Relationship

Hi everyone, I'm new here and I'm an adult with asd, I'm really struggling to explain to my partner what autism is and how I cant just change to suit his needs 

His first problem is affection, I dont really like it, I dont give affection alot unless he comes to me it's not just with him it's with everyone I've learnt when a cuddle is expected so will give one then but I dont like it I do it because it's a seen as normal but he sees that as me not loving him 

Next is I'm quite literal if I'm asked where I've been today I'll answer I've been in town, instead of me and partner went into town and we done xyz, to me ive answered the question they asked they didnt ask who I was with or what we done they asked where I was but he says that just shows I'm ashamed to be with him which I'm not if they then went on to say who where you with I'd say I was with him

He also complains we dont spend enough time together but we are together all the time, does it really matter if we sit together watching soaps or a film? We're still sitting together looking at the tv does it really matter what's on it? he says watching soaps is different to choosing a film and watching it together but mostly it's a film he wants to watch that I'm not enjoying anyway or he wants to play computer games that I cant play as I dont have the coordination and just get frustrated and angry so it's either I sit and watch him play which I find boring anyway or I try and end up getting worked up and we'll end up fighting dur to frustration

I spend all day following the social norms that are expected when I'm home I just want to be me but now I feel like I have to continue the act and its exhausting, when do i get to be me? I feel like I'm constantly acting constantly thinking what's the norm here? I'm just exhausted all the time 

Parents Reply Children
  • I will try and be a bit more helpful today although I'm still struggling with this myself. 

    My partner thinks I'm really selfish because I have to have my own time and space and I avoid socialising.

    With interests, I'm trying to find some common ones and do those more often.  Bowling perhaps is both "doing something" and "having a beer"? 

    Is there a particular cafe or bar you like that is more acceptable?

    I'm with you on cuddles , and what is it with the number of cuddles and texts !?! that too !! but I accept "lying in spoons" instead.

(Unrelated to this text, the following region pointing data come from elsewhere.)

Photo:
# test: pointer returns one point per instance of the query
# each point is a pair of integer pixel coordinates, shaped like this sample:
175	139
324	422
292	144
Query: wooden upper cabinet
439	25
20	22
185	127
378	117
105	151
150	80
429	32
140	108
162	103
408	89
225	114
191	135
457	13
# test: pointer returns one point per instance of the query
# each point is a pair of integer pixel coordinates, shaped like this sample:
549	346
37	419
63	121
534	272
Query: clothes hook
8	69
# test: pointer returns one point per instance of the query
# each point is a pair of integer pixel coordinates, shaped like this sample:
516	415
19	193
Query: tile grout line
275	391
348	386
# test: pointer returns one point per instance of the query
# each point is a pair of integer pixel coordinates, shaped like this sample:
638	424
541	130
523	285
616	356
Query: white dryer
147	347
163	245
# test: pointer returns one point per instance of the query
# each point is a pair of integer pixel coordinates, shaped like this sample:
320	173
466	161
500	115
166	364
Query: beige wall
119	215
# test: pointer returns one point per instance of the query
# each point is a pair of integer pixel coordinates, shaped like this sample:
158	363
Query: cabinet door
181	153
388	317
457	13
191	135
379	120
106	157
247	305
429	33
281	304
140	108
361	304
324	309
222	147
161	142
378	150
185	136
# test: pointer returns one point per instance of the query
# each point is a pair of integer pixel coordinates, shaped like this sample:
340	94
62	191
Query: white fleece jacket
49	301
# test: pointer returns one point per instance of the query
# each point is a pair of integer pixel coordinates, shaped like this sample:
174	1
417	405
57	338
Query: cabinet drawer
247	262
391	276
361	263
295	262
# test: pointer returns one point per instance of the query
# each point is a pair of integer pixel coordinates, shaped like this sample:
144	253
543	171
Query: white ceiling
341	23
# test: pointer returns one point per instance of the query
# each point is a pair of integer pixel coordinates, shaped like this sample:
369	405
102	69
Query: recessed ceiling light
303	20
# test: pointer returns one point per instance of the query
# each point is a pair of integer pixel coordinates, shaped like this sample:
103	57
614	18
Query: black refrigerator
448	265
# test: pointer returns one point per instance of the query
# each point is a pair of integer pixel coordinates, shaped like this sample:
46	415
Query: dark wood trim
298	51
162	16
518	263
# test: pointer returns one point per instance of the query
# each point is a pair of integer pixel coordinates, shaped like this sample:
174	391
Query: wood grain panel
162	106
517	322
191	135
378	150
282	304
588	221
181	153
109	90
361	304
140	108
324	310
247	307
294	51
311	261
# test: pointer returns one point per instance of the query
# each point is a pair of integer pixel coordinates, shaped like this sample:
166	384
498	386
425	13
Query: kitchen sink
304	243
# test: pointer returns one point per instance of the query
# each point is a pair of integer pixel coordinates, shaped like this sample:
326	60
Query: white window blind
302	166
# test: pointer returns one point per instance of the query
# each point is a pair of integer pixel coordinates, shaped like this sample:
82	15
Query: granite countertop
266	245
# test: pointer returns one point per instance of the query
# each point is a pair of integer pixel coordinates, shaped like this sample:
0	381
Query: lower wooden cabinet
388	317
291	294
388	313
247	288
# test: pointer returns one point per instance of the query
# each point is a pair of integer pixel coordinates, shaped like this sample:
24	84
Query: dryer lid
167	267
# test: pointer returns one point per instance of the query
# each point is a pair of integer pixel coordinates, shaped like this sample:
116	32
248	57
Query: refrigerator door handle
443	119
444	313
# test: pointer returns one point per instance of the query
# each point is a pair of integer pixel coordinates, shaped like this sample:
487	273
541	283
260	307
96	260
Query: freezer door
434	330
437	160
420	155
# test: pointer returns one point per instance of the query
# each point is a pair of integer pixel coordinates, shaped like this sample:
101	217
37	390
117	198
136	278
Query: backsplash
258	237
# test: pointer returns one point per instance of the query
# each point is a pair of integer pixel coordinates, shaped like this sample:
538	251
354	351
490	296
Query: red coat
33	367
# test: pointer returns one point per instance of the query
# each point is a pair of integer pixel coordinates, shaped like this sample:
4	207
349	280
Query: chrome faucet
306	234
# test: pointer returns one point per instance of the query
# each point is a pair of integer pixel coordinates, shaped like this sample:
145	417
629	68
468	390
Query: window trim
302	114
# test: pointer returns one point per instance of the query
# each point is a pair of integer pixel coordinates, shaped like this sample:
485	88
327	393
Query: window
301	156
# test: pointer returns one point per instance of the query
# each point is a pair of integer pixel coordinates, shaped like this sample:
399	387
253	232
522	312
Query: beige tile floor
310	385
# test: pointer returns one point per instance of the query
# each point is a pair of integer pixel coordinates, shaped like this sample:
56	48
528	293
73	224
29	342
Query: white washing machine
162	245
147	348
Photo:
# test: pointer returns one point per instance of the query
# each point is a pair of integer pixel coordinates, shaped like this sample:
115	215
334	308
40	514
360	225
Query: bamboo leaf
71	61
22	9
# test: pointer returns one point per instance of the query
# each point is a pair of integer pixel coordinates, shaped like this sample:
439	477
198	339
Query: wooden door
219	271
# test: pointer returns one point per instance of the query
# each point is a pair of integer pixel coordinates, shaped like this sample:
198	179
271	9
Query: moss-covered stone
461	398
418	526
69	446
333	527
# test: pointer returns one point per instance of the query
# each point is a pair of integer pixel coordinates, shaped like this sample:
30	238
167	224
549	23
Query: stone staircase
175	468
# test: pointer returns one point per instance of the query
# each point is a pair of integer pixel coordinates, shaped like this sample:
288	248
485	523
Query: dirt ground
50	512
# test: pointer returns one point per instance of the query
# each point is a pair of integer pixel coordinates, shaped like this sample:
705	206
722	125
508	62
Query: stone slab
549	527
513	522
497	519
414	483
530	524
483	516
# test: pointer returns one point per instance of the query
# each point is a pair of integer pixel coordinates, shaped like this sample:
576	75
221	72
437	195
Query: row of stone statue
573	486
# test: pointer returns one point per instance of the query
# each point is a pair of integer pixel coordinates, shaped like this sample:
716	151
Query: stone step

Or being cuddled from the back instead of face to face.   other alternatives: I found he likes little notes or love hearts hidden in his stuff or a bit of shoulder massage.

    I will never sit and watch TV unless he chooses a specific programme that I like (there aren't many). I'm not going to vegetate in front of the telly. sometimes we listen to a radio programme while we are both in the room doing separate things.  There are some great podcasts on the radio, some are comedy, interviews etc. 

    but all the same i'm failing 9 times out of 10 to implement my own advice as I get stuck in my work and don't come home until late.